Exploring human rights and the value base in Swedish elderly care

This paper presented about how elderly care shall be oriented towards enabling older persons to live a dignified life and experience wellbeing. They did this through reviewing:

  1. Constructions in policy documents
  2. Reflections in social work documentation
     

They discussed a dignified life as a right: constructions of responsibility in elder care policy documents - ‘the concept of accountability is used to analyse how responsibilities and obligations are constructed policy documents - who is responsible for what and to whom. They discussed an umbrella concept related to human rights which should respect and include the following:

  • A dignified life - the right to live in accordance with ones identity and personality
  • Good quality care
  • Well treatment
  • Self determination
  • Individual adaption
  • Participation
  • Privacy and bodily integrity.

Elderly care is arranged around needs assessments rather than rights which makes accountability more challenging on an organisational and individual level.

An email from the airline suggesting an early arrival at the airport due to peak travel times meant I sadly missed the final key note which was delivered by Prof. Håkan Jönson and Prof.
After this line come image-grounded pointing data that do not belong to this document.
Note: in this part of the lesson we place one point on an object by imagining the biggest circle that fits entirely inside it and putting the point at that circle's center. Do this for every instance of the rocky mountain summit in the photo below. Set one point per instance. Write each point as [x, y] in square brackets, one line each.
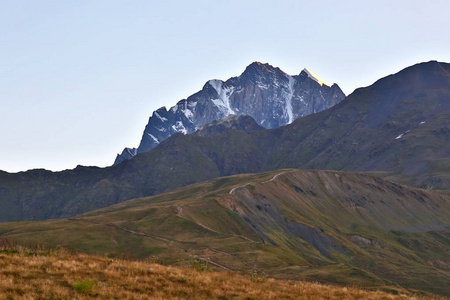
[266, 93]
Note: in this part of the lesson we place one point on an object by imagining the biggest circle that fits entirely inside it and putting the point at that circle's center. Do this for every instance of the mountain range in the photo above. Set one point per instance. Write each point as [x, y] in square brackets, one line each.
[230, 191]
[266, 93]
[397, 128]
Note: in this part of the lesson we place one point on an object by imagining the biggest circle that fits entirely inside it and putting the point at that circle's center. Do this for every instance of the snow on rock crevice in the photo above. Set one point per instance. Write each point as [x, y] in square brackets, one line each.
[223, 102]
[289, 96]
[313, 76]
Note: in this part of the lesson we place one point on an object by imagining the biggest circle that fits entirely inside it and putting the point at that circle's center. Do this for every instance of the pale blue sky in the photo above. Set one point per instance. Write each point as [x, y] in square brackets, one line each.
[79, 79]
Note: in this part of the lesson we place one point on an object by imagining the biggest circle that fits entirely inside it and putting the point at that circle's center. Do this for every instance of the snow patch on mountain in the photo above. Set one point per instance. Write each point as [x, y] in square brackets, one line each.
[179, 127]
[313, 76]
[223, 102]
[289, 96]
[159, 117]
[154, 138]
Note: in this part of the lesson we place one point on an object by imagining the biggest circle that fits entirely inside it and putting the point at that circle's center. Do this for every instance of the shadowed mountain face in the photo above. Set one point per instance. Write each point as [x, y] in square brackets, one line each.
[317, 225]
[267, 94]
[398, 127]
[400, 124]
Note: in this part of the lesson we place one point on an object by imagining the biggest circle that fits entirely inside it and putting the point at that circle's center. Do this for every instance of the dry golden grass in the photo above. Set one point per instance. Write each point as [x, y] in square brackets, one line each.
[26, 274]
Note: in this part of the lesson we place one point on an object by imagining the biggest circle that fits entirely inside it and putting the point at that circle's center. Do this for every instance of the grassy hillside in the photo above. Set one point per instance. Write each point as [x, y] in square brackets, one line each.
[31, 274]
[397, 128]
[321, 226]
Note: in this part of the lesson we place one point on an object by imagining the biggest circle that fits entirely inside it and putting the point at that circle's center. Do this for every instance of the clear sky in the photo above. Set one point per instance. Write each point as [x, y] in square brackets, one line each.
[79, 79]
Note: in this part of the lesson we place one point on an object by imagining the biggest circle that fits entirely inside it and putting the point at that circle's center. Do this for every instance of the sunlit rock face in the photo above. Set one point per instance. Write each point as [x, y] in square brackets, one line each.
[266, 93]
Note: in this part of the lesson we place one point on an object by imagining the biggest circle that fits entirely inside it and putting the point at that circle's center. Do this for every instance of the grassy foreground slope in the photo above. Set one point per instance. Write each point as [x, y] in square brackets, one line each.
[29, 274]
[322, 226]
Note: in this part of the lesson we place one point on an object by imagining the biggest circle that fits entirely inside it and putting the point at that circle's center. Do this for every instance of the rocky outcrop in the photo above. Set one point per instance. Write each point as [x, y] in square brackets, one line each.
[266, 93]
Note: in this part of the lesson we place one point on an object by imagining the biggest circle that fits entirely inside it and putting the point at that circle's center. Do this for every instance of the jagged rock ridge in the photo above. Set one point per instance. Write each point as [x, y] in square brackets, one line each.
[266, 93]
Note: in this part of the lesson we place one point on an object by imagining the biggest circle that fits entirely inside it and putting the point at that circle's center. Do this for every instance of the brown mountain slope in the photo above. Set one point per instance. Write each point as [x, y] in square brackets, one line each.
[31, 274]
[316, 225]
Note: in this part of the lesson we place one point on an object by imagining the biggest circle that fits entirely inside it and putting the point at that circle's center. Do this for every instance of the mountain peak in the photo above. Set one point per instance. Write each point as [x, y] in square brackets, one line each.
[259, 68]
[313, 76]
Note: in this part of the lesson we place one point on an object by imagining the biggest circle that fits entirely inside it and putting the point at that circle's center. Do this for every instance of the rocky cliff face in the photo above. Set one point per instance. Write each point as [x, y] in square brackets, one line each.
[266, 93]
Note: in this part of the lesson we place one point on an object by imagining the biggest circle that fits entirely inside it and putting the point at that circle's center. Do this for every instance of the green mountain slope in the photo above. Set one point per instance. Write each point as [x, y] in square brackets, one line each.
[315, 225]
[397, 128]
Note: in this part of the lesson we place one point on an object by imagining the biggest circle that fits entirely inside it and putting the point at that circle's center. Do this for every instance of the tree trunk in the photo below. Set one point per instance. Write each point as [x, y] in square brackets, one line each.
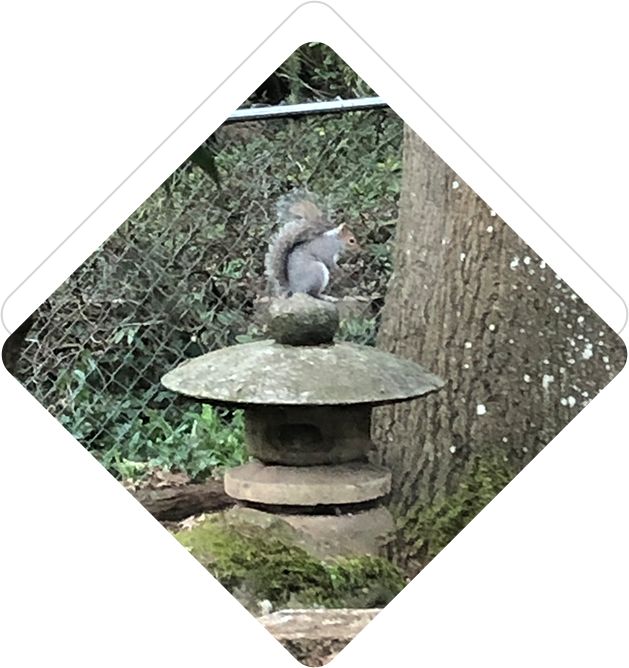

Tove Harnett, but from reading the social media hashtag on Bluesky (TCC2025) the speakers guides us to escape “cognitive traps” and rethink how we view older people and their rights through a “disability lens”. They frame older care receivers as rights-holders, not just collaborators in care systems.

I’m incredibly grateful to IMPACT, the Centre for Care and CIRCLE for encouraging and supporting Maria-Teresa and I to present on the work we are passionate about and learn so much more about different international approaches and perspectives. Thank you Transforming Care, it was a really special week.